Alasan eyang

847 187 16
                                    


.
.
.
.
.
Igel menatap tidak percaya pada Ares, saat laki-laki mungil itu dengan sangat ringan mengatakan bahwa dia memaafkan ardi, ayah dari Alden. Bahkan setelah laki-laki itu hampir membunuhnya. Igel pernah berfikir bahwa dia hanya akan mengenal satu saja orang naif, yang akan selalu memaafkan kesalahan orang meskipun orang itu sudah mencelakainya. Igel pikir hanya Rion yang seperti itu, ternyata Ares juga. Pantas saja dulu Amel selalu khawatir pada Ares, meskipun dia tinggal bersama ayahnya.

"Kamu kenapa Gel?" Ares yang saat ini masih duduk diranjang menatap bingung Igel yang masih menatap tajam kearah pintu yang sudah tertutup rapat.

"Bli, bli beneran maafin dia?"  Ares mengangguk.

"Kenapa? dia udah hampir bunuh bli!" Ares tersenyum, dia tau Igel sedang kesal.

"Gak tau, rasanya kalau pun aku gak maafin om ardi gak akan ada untung nya buat aku Gel, ditambah aku gak mau liat Alden marahan sama ayahnya." Ares bisa melihat Igel bersungut kesal.

"Ada untungnya kan aku maafin om Ardi, Alden jadi bisa nolak perjodohan itu." Igel mengangguk. Ares memang meminta syarat saat memaafkan Ardi, yaitu membebaskan Alden dari perjodohan yang sudah mengikat laki-laki tinggi itu sejak bayi.

"Iya sih."

"Gel, besok aku mau nemenin Hadar sama Rius ke jakarta, aku titip yang disini ya." Igel mendelik saat mendengar ucapan Ares.

"Besok banget? bli keadaan bli aja masih lemes gini." Ares kembali tersenyum.

"Besok juga udah gak."
.
.
.
.
.
Pagi ini Hadar sudah bersiap untuk berangkat ke jakarta bersama Rius, Ares juga Leo. Ya Leo memaksa ikut dengan alasan akan meminta restu. Mereka sudah mengatakan niat mereka itu pada nenek Alden, dan beliau menyetujui nya, karena beliau juga ingin melihat Alden bahagia.

Niat awalnya mereka akan naik kereta dari bandung ke jakarta, tapi dengan sangat baik hatinya nenek Alden melarang dan justru meminta mereka memakai salah satu mobil miliknya, agar lebih hemat dan cepat katanya.

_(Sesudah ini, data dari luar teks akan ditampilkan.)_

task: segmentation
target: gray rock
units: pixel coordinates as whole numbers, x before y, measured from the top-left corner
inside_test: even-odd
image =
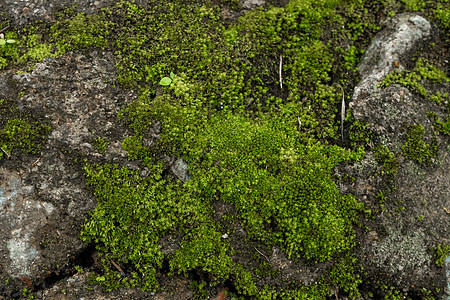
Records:
[[[445,288],[445,292],[447,293],[447,299],[450,300],[450,255],[444,261],[444,270],[445,276],[447,277],[447,287]]]
[[[52,127],[39,154],[1,162],[0,275],[9,278],[9,293],[24,283],[44,284],[52,273],[71,272],[86,247],[78,235],[96,201],[73,159],[84,154],[95,161],[90,142],[103,136],[111,142],[104,157],[127,161],[121,147],[127,130],[116,116],[132,95],[113,88],[114,80],[111,54],[83,51],[44,60],[31,73],[0,74],[2,96],[14,99],[20,87],[22,108],[42,112]]]
[[[430,35],[431,25],[421,16],[401,14],[394,18],[375,36],[359,63],[361,82],[353,92],[350,106],[376,92],[376,85],[395,68],[403,70],[403,59],[408,51]]]
[[[171,166],[170,169],[172,172],[183,182],[191,179],[191,174],[189,174],[189,166],[183,160],[183,158],[177,159]]]
[[[359,257],[370,274],[385,274],[392,285],[408,291],[412,285],[441,289],[448,280],[433,261],[431,248],[449,237],[450,160],[448,136],[437,135],[438,155],[431,165],[419,164],[402,156],[407,126],[421,124],[424,139],[434,138],[428,112],[445,116],[442,107],[413,94],[406,88],[391,85],[380,89],[377,84],[397,62],[404,70],[403,59],[419,43],[427,43],[433,33],[424,18],[403,14],[392,20],[392,26],[375,36],[359,65],[361,81],[355,88],[351,106],[355,119],[367,122],[375,141],[387,146],[399,159],[398,174],[392,192],[385,191],[386,211],[375,216],[371,230],[360,239]],[[449,88],[448,83],[444,83]],[[374,176],[382,168],[370,151],[346,173],[355,177],[351,185],[341,185],[342,192],[351,192],[366,205],[378,206],[376,194],[383,186]],[[420,219],[419,219],[420,217]],[[389,277],[391,276],[391,277]],[[443,296],[446,297],[446,296]],[[443,298],[444,299],[444,298]],[[445,298],[447,299],[447,298]]]
[[[34,186],[25,185],[21,174],[0,168],[0,224],[2,261],[10,261],[7,268],[12,277],[36,273],[41,260],[33,243],[36,228],[45,225],[46,218],[55,210],[48,202],[33,197]],[[5,247],[6,246],[6,247]]]
[[[265,1],[264,0],[244,0],[242,2],[242,8],[244,9],[254,9],[257,8],[259,6],[264,5]]]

"A' Ares." Ares menoleh saat melihat Alden melongokan kepalanya diantara pintu.

"Masuk sini, kenapa cuma ngintip?" Alden langsung berjalan mendekati Ares, memeluk laki-laki mungil itu sambil cemberut.

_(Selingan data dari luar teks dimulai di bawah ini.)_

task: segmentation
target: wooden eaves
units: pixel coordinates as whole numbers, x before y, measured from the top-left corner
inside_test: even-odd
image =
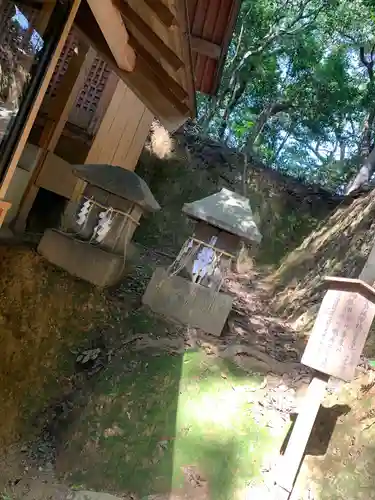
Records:
[[[195,116],[186,0],[83,0],[76,26],[117,75],[176,130]]]
[[[187,0],[195,88],[218,91],[241,0]]]

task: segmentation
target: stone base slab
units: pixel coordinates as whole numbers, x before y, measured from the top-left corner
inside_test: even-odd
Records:
[[[154,312],[219,336],[232,309],[233,298],[192,283],[180,276],[155,270],[142,301]]]
[[[56,229],[47,229],[40,240],[38,252],[51,264],[98,287],[114,285],[125,274],[122,255],[106,252]],[[134,250],[128,252],[132,253]]]

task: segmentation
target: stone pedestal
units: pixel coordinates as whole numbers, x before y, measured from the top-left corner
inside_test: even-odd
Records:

"Kenapa sih Alden gak boleh ikut?" Ares tertawa, dia menangkup wajah Alden gemas.

"Dek dengerin, aku udah maafin ayah mu, jadi kami harus maafin beliau juga, dan lagi nanti malem kamu harus ikut ayah mu buat dateng kepertemuan itu, dan kamu bisa nolak perjodohan itu, itu yang ayahmu janjiin ke aku semalem." mata Alden berkedip imut, dia masih mencerna ucapan Ares.

"Ayah bolehin aku nolak perjodohan itu?" Ares mengangguk.

"Iya dek, nah karena masalah perjodohan mu selesai, sekarang giliran aku bantu Hadar sama Rius buat damai sama neneknya." Alden terpekik senang, dia langsung memeluk erat tubuh Ares.

"Makasih aa'." Ares hanya bisa tertawa.

"Dek, aku gak bisa nafas loh." Alden langsung melepaskan pelukannya dari tubuh Ares dan tertawa canggung.

"Hehehe maaf atuh a'." Ares hanya mengangguk, dia baru saja akan meraih tasnya dan membawanya keluar saat Alden dengan tidak sopannya mengecup pipi Ares.

Cup

"Makasih, sayang deh sama aa'." Alden langsung melesat keluar kamar saat Ares masih terdiap karena terkejut.

"Astaga Aldebaran!"
.
.
.
.
.
Ares keluar dari kamar dengan wajah cemberut, dia kesal karena Alden mengecup pipinya tiba-tiba. Dia pasti akan digoda habis-habisan oleh yang lain setelah ini.